Previously, large data sets such as the mapping of the Human Genome required hours or days to locate, download, customize, and analyze. Now, anyone can access these data sets and analyze them using Amazon EC2 instances or Amazon EMR (Hosted Hadoop) clusters. By hosting this important data where it can be quickly and easily processed with elastic computing resources, AWS hopes to enable more innovation, more quickly.
Available Public Data Sets on AWS
Click here for the detailed list of available data sets. Here are some examples of popular Public Data Sets:
- NASA NEX: A collection of Earth science data sets maintained by NASA, including climate change projections and satellite images of the Earth's surface
- Common Crawl Corpus: A corpus of web crawl data composed of over 5 billion web pages
- 1000 Genomes Project: A detailed map of human genetic variation
Google Books Ngrams: A data set containing Google Books n-gram corpuses
- US Census Data: US demographic data from 1980, 1990, and 2000 US Censuses
- Freebase Data Dump: A data dump of all the current facts and assertions in the Freebase system, an open database covering millions of topics
How It Works
The data sets are hosted in two possible formats: Amazon Elastic Block Store (Amazon EBS) snapshots and/or Amazon Simple Storage Service (Amazon S3) buckets.
To access a data set hosted as an Amazon EBS snapshot: Sign up for an AWS account, launch an Amazon EC2 instance, and create an Amazon EBS volume using the Snapshot ID listed in the catalog above.

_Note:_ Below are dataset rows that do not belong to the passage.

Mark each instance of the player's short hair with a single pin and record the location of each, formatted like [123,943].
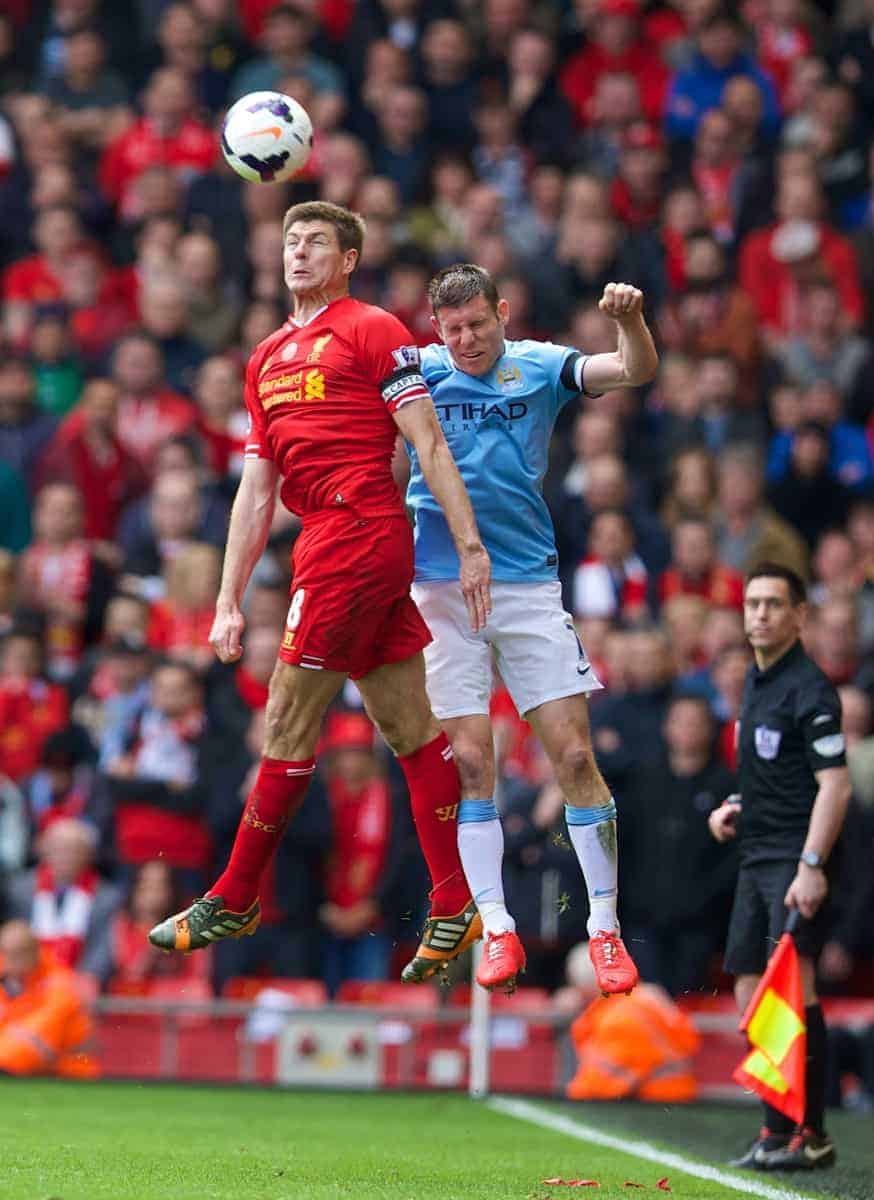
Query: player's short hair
[797,591]
[349,226]
[461,282]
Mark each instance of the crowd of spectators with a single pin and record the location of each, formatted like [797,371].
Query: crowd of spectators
[719,159]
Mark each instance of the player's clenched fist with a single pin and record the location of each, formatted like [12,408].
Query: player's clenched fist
[226,633]
[723,821]
[621,301]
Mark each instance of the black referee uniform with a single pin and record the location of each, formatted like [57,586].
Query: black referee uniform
[790,729]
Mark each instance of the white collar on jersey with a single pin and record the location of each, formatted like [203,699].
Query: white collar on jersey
[300,324]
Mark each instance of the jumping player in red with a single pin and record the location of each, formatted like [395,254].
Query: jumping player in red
[327,395]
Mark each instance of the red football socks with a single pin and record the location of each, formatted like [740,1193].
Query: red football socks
[276,796]
[435,791]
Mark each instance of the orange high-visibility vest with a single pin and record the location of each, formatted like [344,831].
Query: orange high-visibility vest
[46,1030]
[639,1045]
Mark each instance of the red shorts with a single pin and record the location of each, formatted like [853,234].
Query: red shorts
[351,606]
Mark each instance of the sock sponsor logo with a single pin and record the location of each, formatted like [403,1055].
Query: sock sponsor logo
[253,821]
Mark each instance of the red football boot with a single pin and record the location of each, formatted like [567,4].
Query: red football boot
[614,966]
[503,959]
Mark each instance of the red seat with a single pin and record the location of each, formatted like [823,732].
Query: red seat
[307,993]
[387,994]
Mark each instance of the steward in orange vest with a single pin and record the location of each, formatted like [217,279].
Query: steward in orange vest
[45,1026]
[638,1047]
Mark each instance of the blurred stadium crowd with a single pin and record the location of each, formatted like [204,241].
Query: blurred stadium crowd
[722,160]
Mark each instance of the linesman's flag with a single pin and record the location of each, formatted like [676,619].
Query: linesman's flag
[774,1026]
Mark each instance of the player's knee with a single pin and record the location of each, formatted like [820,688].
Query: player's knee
[473,763]
[406,731]
[575,766]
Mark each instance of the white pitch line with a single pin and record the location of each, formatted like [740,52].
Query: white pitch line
[526,1111]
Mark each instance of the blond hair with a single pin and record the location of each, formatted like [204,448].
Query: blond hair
[349,226]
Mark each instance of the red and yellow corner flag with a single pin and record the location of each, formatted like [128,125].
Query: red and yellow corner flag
[774,1025]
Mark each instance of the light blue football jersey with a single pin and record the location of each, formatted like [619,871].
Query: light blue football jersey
[498,429]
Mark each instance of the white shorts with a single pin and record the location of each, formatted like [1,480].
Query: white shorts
[530,636]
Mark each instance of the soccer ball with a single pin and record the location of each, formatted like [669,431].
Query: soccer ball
[267,137]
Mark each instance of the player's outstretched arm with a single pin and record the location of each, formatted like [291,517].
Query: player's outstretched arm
[809,887]
[419,425]
[247,533]
[635,359]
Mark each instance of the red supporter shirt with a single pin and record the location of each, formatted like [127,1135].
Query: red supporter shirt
[144,423]
[321,397]
[720,587]
[190,150]
[29,712]
[31,281]
[580,76]
[773,289]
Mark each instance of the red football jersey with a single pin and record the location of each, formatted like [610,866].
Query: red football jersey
[321,399]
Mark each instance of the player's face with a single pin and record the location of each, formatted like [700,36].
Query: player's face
[312,259]
[770,617]
[473,333]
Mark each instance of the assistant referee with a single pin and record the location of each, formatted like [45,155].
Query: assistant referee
[794,791]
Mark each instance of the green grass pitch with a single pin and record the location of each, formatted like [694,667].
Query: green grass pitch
[124,1141]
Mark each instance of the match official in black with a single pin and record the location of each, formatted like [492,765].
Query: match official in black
[794,791]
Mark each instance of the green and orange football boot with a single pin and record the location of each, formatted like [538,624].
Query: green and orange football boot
[442,940]
[205,922]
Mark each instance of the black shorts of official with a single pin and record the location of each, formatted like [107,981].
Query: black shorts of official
[759,917]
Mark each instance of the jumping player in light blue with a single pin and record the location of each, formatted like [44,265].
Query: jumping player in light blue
[497,402]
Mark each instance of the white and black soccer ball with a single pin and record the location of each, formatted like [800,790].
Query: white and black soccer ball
[267,137]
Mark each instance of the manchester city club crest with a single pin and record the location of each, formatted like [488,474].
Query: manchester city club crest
[767,742]
[509,378]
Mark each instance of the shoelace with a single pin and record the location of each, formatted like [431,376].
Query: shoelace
[797,1140]
[495,947]
[609,949]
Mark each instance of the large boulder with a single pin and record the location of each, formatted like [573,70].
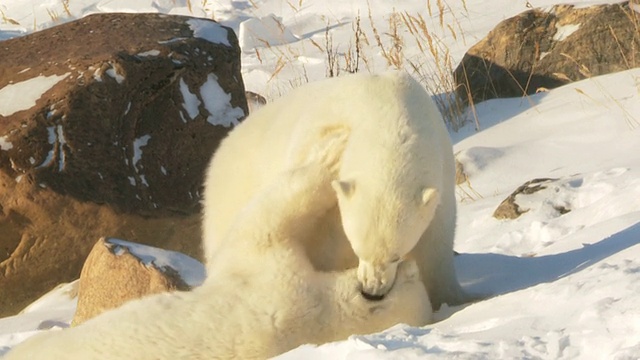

The ElasticFox Getting Started Guide provides a simple walkthrough of how to launch an instance and create an Amazon EBS volume using ElasticFox, a convenient FireFox plug-in. Or, see the Amazon EC2 Getting Started Guide.
To access a data set hosted in Amazon S3: You can make simple HTTP requests, use AWS Command Line Tools and SDKs (Ruby, Java, Python, .NET, PHP, etc.), download the data using Amazon EC2, or use Hadoop to process the data with Amazon EMR.
If you have any questions or want to participate in our Public Data Sets community, please visit our Public Data Sets forum.
How to Share a Public Data Set on AWS
If you have a data set that you think would be interesting to the AWS community, please submit this form. The AWS team will review your submission and get back to you if we believe it is a good fit. You must have the right to make the data freely available, and if the data set is selected, you will need to provide a description of the data set, a description of its schema, and sample code that shows how one might analyze the data.